Without pursuing the appeal, the Petitioner had proceeded to question the recovery orders and the consequential order of attachment made by the Recovery Officer before the DRT itself. It must be borne in mind that though the Recovery Officer had also given indulgence to the Petitioner by granting two months time to settle the issue with the bank and that too on the request of the Petitioner that she is trying to settle with the Bank, instead of complying with such direction, the petitioner had resorted only to indulge in filing Writ Petitions to avoid the payment. Admittedly, the Petitioner did not comply with the said condition and allowed the Recovery Officer to pass recovery orders and attachment.
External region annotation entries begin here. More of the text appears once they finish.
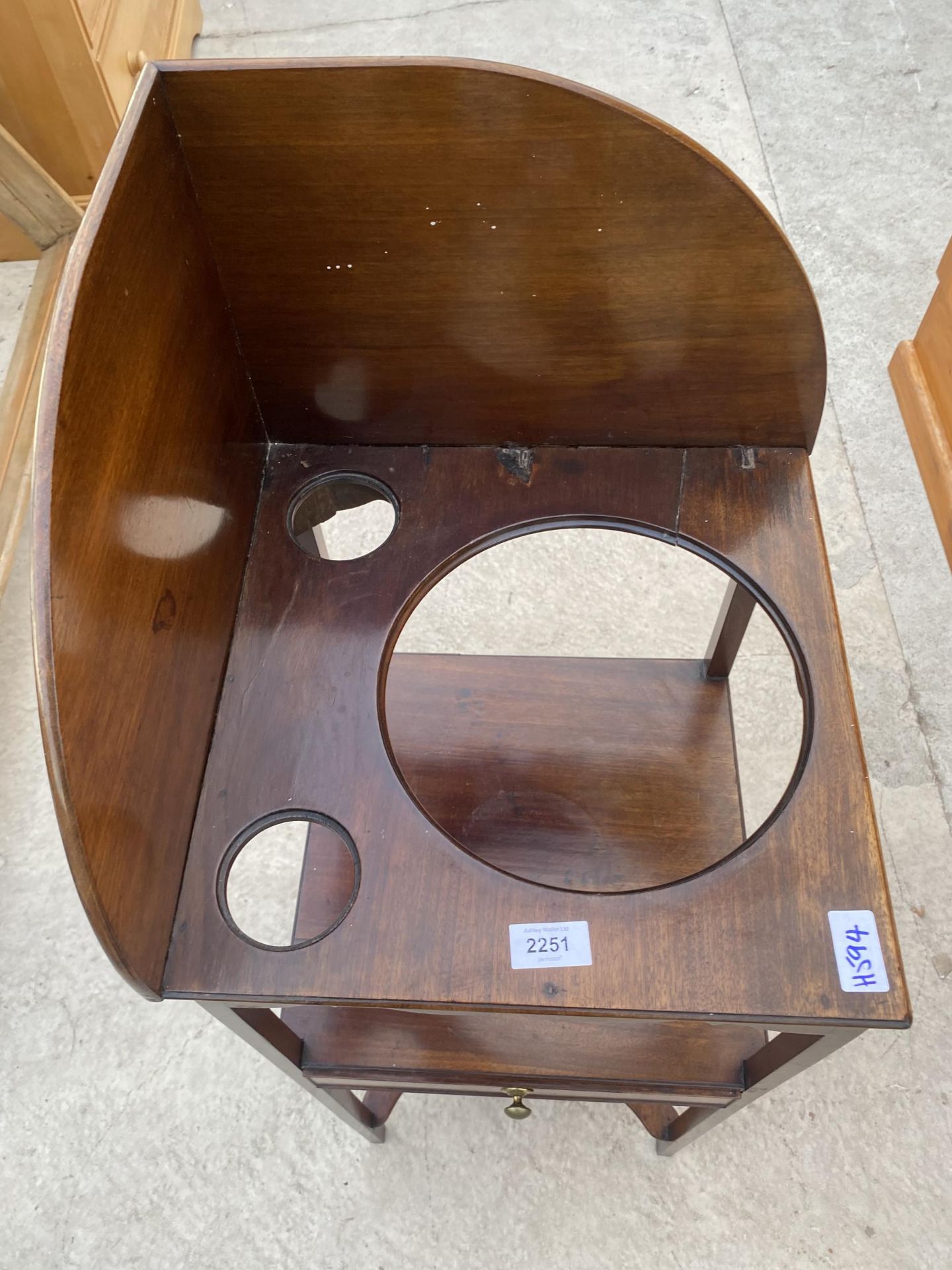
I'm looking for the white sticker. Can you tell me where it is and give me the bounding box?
[509,922,592,970]
[826,908,890,992]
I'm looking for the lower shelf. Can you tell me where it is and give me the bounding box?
[282,1006,766,1105]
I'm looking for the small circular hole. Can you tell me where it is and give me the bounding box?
[288,472,397,560]
[218,812,359,949]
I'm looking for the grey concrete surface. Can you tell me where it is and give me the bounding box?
[0,0,952,1270]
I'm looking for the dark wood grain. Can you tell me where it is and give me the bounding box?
[161,58,825,447]
[34,60,910,1151]
[282,1006,766,1101]
[386,654,744,892]
[628,1103,678,1138]
[34,71,262,995]
[165,446,908,1025]
[705,581,755,679]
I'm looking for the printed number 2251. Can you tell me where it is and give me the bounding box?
[526,935,569,952]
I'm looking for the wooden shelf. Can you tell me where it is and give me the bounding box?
[386,654,744,892]
[282,1006,766,1103]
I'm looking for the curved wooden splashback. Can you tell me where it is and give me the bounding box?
[161,58,825,447]
[34,60,824,995]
Even when the Appellate Tribunal had given indulgence in condoning the delay and by directing the Petitioner and other defendants to deposit a sum of Rs.20 lakhs on or before 23.6.2004, the Petitioner did not comply with the same and allowed the appeal to be rejected on the ground of non-compliance of the conditions. It must be pointed out that the Tribunal did not decide the issue on merits but rejected the appeal on the sole ground that the Petitioner has not complied with the condition. 10. In view of the judgment of the Supreme Court reported in UNION OF INDIA VS DELHI HIGH COURT BAR ASSOCIATION ( 2002(4) SCC 275 ), the Petitioner has got an alternative remedy of appeal before the appellate Tribunal and such order of the appellate Tribunal is alone subject to judicial review under Article 226 of the Constitution of India. In our considered opinion, exhausting alternative remedy does not mean a mere filing of an appeal but inviting an order on merit after adjudication. In the absence of such adjudication on merits, it cannot be contended that the petitioner has exhausted the remedy of statutory appeal. Further, as there was no adjudication on merits, the petitioner cannot be allowed to either raise or argue on merits before this Court. 11. For the above reasons, Writ Appeal No.1307/2004 is allowed and the Writ Petition No.6021/2004 is dismissed. W.P.No. 31232/2004 is dismissed and consequently, W.P.Nos.22418 and 29411/2004 are also dismissed. No costs. Consequently, W.A.M.P. No.2443/2004, W.P.M.P. Nos.27139, 35726 and 37849/2004 are closed.